The misspelling of “odyssey” in the album title first appeared in the cover painting by White’s roommate, artist Terry Quirk.
“He spelled it wrong and it was too late,” Argent recalled. “He designed the whole thing and it came out. And then we sort of made up this story that it was actually a play on words – it was a play on the word ‘ode’ and it had a sort of poetic meaning.”
The album, like the two British singles that preceded it (Friends of Mine and Care of Cell 44), failed to chart. The Zombies had already decided to call it a day, but the commercial failure of Odessey and Oracle confirmed the band’s demise.
“I was getting more and more frustrated playing one-nighters around the country, travelling around in the back of a van,” said Atkinson. “It was pretty rough. There was a lot of tension in the group. Rod certainly had his ambitions to do something new and progressive, as he ended up doing with Argent. All of us felt that the Zombies had had their best days and let’s move on.”
“We were rehearsing acoustically at Chris White’s flat in Finchley,” Blunstone recalled. “I think everyone was tired and being a bit negative. As I remember it, Paul said, ‘Well, I think it’s time for me now; I think that’s enough.’ And Rod said, ‘If Paul’s going to leave, I think we should fold the band.’ And no one argued. I think we were all just very, very tired. It was remarkably undemonstrative; probably very English. After all those years and those miles of travelling and everything.”
That would have been the end of the Zombies story if it hadn’t been for the intervention of Al Kooper, at that time working as a staff producer for CBS in America. Kooper discovered Odessey and Oracle during a visit to London and convinced CBS to put it out in the States, on the label’s Date subsidiary.

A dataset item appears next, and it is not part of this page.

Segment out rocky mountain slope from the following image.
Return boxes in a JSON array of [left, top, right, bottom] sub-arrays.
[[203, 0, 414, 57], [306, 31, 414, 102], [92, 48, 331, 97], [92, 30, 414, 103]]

The American release, in June 1968, initially appeared to be another failure, undoubtedly compounded the selection of Butcher’s Tale – the album’s least radio-friendly track – as the first single.
“The first single off the album in America was Butcher’s Tale,” White recalled, “because to them it applied to the Vietnam conflict. Then they put out Care of Cell 44, because they thought that was the commercial one. And nothing happened and the Zombies had split up anyway. And eight months after we split up, CBS decided as a last shot they’d put out Time of the Season. One day it sold six copies in Boise, Idaho and, for that one reason, they thought maybe we’ve got a chance here, so they put it out to all their distributors. And then it started getting featured and it became Number 1.”
When Time of the Season reached the Top 10 in early 1969, the Zombies had long since split and moved on to other things. Rod Argent and Chris White were still working together, writing and producing new material for the group Argent. They briefly revived the Zombies name for the planned R.I.P. album, intended to meet the demand for new Zombies recordings after the unexpected success of Time of the Season. This LP would have featured a handful of new “Zombies” tracks, performed by an early line-up of the group Argent (with Rod singing lead), fleshed out with a selection of Zombies studio outtakes from years past. The album was scrapped, although Imagine the Swan was released as a 45 and all the other tracks have subsequently surfaced on compilations.
Over the years, Odessey and Oracle came to be something of a cult classic, acknowledged – like the Beach Boys’ Pet Sounds album – as one of the lost gems of the ‘60s. Although Paul Atkinson passed away in 2004, the four surviving Zombies regrouped at London’s Shepherds Bush Empire in 2008 to perform Odessey and Oracle in its entirety on the 40th anniversary of the album’s release.